Children are believing in something completely untrue. Should you encourage kids to believe in myths such as the Easter Bunny, and if so, when should you tell them the truth?
Lying to your kids
To perpetuate the myths of the Easter Bunny and Santa Claus, parents must lie to their kids. Some parents don’t believe in taking part in such elaborate deceptions. They worry these myths can cause distrust of the parents when their children realize the truth later on.
Additionally, some parents think these myths promote materialism and greed because the emphasis is on receiving rather than giving. However, proponents for the Easter Bunny and Santa will say it’s actually the opposite — the Easter Bunny and Santa Claus can be symbolic of the gift-giving spirit associated with the holidays.
What the experts say
Many psychologists say you should let your kids take the lead when discussing the Easter Bunny or Santa Claus.
“Forcing an elaborate Santa Claus [or Easter Bunny] story on children serves no good purpose for child or parent,” child psychologist Bruce Henderson of Western Carolina University told MSNBC. “On the other hand, following the child’s lead in fantasy play about Santa Claus is likely to do no more harm than imaginative play surrounding Elmo or Mickey Mouse. Parents can respond to direct questions honestly with answers appropriate to their children’s developmental levels.”
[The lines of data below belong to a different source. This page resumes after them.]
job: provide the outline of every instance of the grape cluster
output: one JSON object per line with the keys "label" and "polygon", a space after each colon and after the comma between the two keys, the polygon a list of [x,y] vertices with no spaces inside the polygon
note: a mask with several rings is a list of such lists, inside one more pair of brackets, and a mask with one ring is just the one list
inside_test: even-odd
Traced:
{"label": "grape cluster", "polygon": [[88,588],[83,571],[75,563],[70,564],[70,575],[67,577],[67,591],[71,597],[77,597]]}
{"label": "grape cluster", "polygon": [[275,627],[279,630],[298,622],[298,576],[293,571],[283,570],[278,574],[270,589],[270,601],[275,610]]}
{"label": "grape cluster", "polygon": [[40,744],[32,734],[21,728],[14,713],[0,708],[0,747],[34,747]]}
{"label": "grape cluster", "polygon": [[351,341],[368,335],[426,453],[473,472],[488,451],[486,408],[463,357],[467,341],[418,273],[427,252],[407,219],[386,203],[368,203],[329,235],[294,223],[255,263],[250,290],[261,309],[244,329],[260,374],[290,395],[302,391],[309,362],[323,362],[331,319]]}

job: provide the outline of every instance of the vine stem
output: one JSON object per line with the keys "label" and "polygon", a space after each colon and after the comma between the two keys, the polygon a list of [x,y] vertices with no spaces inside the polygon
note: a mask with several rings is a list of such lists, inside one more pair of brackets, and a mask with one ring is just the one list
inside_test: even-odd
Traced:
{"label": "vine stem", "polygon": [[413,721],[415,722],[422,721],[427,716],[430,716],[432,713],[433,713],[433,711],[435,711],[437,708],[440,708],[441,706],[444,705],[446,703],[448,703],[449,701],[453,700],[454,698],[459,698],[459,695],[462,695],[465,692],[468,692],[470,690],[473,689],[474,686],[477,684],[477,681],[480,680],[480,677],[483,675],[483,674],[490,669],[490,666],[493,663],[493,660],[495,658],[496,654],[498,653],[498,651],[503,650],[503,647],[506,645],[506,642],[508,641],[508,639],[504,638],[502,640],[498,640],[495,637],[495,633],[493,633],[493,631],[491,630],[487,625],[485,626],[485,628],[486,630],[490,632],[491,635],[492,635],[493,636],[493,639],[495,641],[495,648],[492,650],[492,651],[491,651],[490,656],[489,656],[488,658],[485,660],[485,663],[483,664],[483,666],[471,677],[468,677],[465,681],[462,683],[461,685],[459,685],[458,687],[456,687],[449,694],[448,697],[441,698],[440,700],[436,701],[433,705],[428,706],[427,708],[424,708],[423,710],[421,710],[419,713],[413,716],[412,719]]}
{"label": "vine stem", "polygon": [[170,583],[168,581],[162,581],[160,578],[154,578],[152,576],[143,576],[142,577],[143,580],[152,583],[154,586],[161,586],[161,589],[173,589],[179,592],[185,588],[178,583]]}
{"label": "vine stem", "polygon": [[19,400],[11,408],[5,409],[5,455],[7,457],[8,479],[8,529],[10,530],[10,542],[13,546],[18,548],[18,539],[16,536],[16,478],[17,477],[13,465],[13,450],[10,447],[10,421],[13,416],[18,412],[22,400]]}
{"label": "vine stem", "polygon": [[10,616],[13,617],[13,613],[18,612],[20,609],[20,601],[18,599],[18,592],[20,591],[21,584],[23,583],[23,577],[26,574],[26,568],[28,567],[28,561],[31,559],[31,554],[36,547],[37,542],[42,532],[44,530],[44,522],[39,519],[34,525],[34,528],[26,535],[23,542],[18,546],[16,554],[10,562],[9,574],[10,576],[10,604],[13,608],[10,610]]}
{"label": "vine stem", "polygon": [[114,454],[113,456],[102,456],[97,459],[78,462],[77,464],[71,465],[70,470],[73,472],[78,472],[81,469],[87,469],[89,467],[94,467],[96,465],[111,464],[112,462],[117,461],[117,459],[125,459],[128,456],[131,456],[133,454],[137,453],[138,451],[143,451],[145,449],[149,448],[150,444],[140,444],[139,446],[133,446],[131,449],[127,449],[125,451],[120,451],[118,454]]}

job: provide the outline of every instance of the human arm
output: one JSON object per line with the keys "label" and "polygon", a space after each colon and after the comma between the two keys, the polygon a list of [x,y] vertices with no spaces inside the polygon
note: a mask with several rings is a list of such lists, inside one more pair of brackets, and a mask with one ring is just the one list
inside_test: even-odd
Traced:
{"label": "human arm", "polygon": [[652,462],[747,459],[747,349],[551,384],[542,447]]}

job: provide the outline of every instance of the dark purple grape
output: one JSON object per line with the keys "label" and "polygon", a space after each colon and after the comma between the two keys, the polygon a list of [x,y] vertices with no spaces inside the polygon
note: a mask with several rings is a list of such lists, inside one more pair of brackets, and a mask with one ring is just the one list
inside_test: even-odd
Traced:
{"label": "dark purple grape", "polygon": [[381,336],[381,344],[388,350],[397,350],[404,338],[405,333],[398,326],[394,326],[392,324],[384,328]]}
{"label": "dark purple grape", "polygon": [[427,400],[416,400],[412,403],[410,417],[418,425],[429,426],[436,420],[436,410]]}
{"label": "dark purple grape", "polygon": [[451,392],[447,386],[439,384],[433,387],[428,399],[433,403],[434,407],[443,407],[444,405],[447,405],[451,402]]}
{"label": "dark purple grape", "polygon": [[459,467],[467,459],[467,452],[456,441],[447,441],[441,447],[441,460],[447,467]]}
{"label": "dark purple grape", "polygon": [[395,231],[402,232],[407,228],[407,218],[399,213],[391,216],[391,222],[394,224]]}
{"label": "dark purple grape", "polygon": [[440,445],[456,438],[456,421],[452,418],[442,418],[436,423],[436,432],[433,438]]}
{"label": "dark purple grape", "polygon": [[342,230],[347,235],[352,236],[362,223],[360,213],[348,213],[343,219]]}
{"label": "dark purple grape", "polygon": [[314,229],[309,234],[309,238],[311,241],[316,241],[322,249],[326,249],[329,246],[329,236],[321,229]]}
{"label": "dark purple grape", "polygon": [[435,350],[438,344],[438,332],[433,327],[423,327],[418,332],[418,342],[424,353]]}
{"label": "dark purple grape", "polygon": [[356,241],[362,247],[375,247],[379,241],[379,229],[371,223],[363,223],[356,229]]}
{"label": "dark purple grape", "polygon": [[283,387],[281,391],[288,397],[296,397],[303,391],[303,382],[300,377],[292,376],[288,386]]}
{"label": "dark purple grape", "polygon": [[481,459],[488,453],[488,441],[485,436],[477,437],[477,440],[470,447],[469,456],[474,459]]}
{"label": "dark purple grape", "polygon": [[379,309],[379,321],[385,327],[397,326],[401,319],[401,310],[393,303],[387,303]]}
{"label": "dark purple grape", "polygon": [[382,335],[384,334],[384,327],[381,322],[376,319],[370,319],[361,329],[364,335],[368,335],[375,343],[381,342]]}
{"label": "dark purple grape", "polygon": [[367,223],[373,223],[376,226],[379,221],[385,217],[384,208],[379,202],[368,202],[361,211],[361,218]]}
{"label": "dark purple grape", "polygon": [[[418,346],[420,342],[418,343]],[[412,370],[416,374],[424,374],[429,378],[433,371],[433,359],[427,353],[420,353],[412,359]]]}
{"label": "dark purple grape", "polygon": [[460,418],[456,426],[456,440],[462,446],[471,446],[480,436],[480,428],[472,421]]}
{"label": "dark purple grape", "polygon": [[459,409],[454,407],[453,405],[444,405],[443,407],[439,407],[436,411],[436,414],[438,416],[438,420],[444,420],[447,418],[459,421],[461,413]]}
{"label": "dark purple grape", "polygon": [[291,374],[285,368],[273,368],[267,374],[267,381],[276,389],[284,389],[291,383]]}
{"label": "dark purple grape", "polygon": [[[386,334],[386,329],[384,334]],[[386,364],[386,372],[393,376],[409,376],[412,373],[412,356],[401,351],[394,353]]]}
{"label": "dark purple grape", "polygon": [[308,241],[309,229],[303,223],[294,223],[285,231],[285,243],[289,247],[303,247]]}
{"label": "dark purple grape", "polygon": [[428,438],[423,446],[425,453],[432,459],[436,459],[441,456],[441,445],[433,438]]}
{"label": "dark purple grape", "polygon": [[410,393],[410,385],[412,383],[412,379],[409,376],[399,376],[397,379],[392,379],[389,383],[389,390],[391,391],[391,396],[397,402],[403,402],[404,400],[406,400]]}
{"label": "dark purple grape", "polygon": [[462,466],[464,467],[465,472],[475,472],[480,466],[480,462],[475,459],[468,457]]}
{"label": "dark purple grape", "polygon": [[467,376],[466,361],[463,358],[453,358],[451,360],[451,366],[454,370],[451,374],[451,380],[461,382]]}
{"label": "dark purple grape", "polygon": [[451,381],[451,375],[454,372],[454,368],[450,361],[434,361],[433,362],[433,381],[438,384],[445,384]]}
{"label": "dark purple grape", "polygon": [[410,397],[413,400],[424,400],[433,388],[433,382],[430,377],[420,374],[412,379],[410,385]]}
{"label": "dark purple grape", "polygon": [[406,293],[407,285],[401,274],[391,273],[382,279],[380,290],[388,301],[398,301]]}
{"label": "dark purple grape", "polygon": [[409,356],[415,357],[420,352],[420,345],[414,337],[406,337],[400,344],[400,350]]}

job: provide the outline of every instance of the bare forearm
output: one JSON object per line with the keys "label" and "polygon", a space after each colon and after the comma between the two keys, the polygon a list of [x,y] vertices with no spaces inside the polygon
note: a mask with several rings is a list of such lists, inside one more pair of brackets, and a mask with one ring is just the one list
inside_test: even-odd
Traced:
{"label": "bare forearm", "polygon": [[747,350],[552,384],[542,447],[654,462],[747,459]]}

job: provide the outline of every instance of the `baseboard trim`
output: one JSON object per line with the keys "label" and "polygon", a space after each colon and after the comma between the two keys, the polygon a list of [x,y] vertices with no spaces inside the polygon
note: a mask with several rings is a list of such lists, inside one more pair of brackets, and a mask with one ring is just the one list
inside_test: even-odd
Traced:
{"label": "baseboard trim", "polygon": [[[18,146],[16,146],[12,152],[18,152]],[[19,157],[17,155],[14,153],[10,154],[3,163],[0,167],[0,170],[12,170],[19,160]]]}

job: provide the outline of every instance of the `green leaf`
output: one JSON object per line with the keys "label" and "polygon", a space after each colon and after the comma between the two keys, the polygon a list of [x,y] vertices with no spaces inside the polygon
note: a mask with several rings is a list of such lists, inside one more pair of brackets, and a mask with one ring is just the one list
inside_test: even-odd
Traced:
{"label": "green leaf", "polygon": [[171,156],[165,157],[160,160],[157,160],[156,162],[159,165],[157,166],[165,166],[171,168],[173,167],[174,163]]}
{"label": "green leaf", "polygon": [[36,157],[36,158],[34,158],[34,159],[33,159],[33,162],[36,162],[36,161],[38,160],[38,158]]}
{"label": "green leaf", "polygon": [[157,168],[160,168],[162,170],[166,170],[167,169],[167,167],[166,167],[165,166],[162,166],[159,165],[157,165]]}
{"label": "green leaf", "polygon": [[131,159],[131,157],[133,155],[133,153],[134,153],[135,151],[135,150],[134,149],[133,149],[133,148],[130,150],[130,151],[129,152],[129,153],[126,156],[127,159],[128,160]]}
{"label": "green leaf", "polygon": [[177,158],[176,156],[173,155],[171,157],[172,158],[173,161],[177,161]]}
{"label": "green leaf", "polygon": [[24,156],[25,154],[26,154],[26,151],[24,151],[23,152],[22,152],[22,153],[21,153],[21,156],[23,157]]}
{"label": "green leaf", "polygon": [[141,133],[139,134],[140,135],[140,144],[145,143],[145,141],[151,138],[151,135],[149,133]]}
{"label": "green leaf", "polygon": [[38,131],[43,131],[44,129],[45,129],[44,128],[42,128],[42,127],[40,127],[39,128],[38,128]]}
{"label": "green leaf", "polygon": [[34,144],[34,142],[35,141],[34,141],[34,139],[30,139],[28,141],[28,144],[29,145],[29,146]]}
Read about when to tell your kids the truth about Santa Claus >>
You might find your child knows the Easter Bunny is imaginary but likes to perpetuate the myth. He may be concerned that if he stops believing, there will be no more Easter egg hunts, chocolate rabbits and Peeps every year. Remember that as your children get older, you can continue with the same Easter traditions, even if all your kids know the truth that it’s you who is filling their baskets with treats.
To tell the truth
Most of the time, parents don’t have to sit down with their kids and break the news that the Easter Bunny doesn’t exist. Many kids believe whole-heartedly for several years. Then, when they reach age 7 or 8, they begin to have some doubts. Between their own intellectual development and the chance that another child tells them, kids usually piece it all together on their own when they are 8 to 10 years old. Around this age, if your child asks if the Easter Bunny is real, just be honest. If your child is older than 10 and still believes in the Easter Bunny, you should fill them in on the truth. Let your kids know that although the bunny itself is imaginary, it’s part of a tradition that brings a lot of joy and fun to kids at Easter time.